Last year at this time we had only had Annie for a couple of months and I was in frequent contact with her rescuers and fosters.  They were a great support for us as we were all getting used to each other. My Facebook feed started filling up with pictures from National, and all of these gorgeous dogs that looked to be having so much fun with their owners, and I began to appreciate how many people around the country are in love with this breed.  Up until then, I didn’t know many other Newfie owners. I was one of a few owners in my area and we (the dogs and I) would get a lot of attention when we were out and about because they are so big and unique.

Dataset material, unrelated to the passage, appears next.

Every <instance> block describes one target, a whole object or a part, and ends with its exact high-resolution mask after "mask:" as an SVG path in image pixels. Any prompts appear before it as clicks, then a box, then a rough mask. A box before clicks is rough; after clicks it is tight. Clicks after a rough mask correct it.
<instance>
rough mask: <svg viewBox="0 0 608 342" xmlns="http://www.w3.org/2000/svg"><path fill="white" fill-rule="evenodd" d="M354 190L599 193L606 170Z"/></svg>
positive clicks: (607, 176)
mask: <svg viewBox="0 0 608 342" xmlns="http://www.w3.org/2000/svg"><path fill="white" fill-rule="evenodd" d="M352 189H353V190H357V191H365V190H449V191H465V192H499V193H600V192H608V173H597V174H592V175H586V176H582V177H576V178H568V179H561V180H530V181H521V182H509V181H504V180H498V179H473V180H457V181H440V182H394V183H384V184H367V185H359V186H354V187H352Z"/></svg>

As I started to learn more about the NCA (Newfoundland Club of America), what truly ethical breeding means, draft work, obedience, water work and therapy,  I began advanced obediance and therapy classes with Maisie.  Annie, she’s different and special and classes would not be right for her, but there is one activity that I want to do with her–the Rescue Parade.  When I saw that on the agenda last year I immediately set that as a goal for us for this year. Unfortunately, Newf National is in Oregon this year and that is simply too far away for us. The Rescue Parade is today at 3:00 in the main ring and I really wish we were there.  Next year it will be in Michigan, and while I have been very careful to keep my expectations in check because of her age, I am going to put it out there that I want us to be there next year.

Annie deserves to strut her stuff in front of all of those beautifully bred Newfoundlands.  She worked hard, producing hundreds of puppies in terrible conditions for most of her life.  Now it’s her time to enjoy life and I would love nothing more than to enter the “Rescue Ring” with her and shine the spotlight on her for others to see.  Annie turns 11 in June, that’s our next big day on the calendar, and then who knows, hopefully we will be on to Newf National 2018!